Voici donc une pièce méchante -de « giocoso » c’est-à-dire « gai, burlesque » elle n’en a que le sous-titre-, très conforme aux sujets du XVIIIème siècle, que seul le génie de Mozart a élevé au rang d’indéniable chef d’œuvre. C’est aussi, sans doute, la pièce la plus lyrique des trois œuvres citées.

Une superbe mise en scène victime d’un changement d’époque mal choisi

La reprise de la mise en scène de David Mc Vicar (voir Webthea du 14 décembre 2005) s’est faite sans changement important ; elle est classique, finement ciselée, mais non sans défaut. Transposée à l’époque romantique l’histoire « giocosa » de l’inconstance féminine est en porte à faux sensible, car l’époque romantique ne se prêtait pas trop au badinage contrairement à l’époque précédente. Les choses de l’amour y étaient traitées par la littérature et le théâtre avec une gravité et une solennité extrêmes comme dans le Werther de Goethe (1774) où Charlotte revient à Albert son fiancé dès qu’il rentre de son voyage, et quitte celui qu’elle aime en réalité.

Autre détail : le rocher symbolisant la fidélité des femmes, exprimée par Fiordiligi dans l’envolée de son aria somptueuse (« Tout comme un rocher reste immobile… »), est une image matérialisée par le superbe décor de Yannis Thavoris. Ce rocher se réduit en miettes à la fin du spectacle. Mais cette image ne résume qu’à moitié l’histoire, car si les convictions des femmes et leur intégrité se sont écroulées (comme David Mc Vicar le propose en échangeant les couples initiaux) celles des hommes l’est aussi.

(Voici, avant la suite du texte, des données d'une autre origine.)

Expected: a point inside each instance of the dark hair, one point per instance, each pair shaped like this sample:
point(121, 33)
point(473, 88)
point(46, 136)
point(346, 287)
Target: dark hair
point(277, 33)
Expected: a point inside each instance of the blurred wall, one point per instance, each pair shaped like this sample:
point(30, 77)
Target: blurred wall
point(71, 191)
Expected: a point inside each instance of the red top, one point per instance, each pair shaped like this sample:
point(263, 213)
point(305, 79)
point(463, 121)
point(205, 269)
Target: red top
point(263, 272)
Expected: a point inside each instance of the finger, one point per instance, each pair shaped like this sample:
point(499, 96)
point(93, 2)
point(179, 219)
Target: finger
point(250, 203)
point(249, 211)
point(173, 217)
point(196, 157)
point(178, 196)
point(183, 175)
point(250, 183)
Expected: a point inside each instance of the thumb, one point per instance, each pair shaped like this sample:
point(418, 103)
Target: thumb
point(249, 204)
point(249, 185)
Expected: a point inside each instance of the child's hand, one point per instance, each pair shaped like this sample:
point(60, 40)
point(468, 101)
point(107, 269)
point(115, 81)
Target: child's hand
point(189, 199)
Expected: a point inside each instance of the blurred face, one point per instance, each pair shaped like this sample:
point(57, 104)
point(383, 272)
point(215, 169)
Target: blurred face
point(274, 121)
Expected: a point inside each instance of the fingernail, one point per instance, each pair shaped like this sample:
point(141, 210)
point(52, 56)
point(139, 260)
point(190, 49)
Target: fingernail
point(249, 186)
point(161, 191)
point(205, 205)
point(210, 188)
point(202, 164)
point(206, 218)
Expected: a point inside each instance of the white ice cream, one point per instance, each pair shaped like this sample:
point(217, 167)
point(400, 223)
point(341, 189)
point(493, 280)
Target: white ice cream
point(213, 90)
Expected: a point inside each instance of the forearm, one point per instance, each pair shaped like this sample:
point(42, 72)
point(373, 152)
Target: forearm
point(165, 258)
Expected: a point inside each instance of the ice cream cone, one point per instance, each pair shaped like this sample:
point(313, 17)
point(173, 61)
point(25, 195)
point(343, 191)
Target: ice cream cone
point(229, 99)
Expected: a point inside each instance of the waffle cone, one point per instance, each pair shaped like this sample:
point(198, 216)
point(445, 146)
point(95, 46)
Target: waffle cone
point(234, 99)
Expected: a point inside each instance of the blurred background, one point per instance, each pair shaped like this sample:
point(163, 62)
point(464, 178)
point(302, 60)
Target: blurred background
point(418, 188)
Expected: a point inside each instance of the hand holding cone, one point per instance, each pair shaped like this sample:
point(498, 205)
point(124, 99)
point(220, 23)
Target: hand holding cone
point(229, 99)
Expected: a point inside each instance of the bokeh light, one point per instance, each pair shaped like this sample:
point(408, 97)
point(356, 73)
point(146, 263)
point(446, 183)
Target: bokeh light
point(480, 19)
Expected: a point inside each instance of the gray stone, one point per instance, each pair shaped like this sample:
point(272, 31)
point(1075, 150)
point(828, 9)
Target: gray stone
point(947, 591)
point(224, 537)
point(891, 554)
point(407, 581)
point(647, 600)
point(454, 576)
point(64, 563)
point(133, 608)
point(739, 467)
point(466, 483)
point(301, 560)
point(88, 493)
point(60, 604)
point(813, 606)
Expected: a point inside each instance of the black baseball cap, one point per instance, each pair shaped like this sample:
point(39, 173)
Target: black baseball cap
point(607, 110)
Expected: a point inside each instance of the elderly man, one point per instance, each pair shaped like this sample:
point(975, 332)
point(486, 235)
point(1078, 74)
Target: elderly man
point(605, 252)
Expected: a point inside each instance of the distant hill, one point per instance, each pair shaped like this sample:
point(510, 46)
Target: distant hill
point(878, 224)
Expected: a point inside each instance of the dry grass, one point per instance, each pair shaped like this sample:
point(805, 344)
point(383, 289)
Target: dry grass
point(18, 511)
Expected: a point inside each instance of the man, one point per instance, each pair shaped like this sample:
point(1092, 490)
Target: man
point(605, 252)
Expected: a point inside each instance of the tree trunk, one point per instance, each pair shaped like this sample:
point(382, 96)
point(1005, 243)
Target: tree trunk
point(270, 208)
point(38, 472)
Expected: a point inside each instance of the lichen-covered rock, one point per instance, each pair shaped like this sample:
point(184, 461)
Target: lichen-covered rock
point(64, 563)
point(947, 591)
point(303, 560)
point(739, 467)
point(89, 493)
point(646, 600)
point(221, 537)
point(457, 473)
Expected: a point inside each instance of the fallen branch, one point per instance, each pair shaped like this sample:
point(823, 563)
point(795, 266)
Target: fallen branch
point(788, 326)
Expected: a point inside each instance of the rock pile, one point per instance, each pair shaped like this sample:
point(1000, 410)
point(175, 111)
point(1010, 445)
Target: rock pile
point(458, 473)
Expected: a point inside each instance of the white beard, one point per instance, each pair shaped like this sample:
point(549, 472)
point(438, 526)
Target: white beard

Une distribution hétéroclite.

La distribution, quelque peu hétérogène, est desservie par le faible niveau de l’orchestre de Mulhouse dirigé par Ottavio Dantone. On retiendra la fluidité expressive, la puissance et l’agilité de Jacqueline Wagner –Fiordiligi- ainsi que les prestations vocalement généreuses des hommes : Sébastien Droy –Ferrando et Johannes Weisser –Guglielmo-. Accordons également un « satisfecit » à Stephanie Houtzeel –Dorabella- impeccable du point de vue dramatique mais avec quelques doutes et difficultés vocales. On regrette que les vrais maîtres du jeu de dupes, Hendrickje Van Kerckhove –Despina- et surtout, Peter Savidge –Don Alfonso- se soient trouvés aux abonnés absents : la première par manque de présence scénique et de puissance vocale, et le second par une double défaillance dramatique et musicale. Dès lors l’histoire a dû évoluer cahin-caha portée par la seule dynamique des deux couples.

Cosí fan tutte, dramma giocoso en deux actes, livret de Lorenzo Da Ponte. Production de l’Opéra National du Rhin. Mise en scène de David Mc Vicar. Décors de Yannis Thavoris. Direction musicale d’Ottavio Dantone. Chanteurs : Jacquelyn Wagner, Stephanie Houtzeel, Hendrickje Van Kerckhove, Johannes Weisser, Sébastien Droy, Peter Savidge. Orchestre Symphonique de Mulhouse.

Strasbourg - Opéra National du Rhin, les 11, 14, 16, 21, 23 et 26 décembre 2009.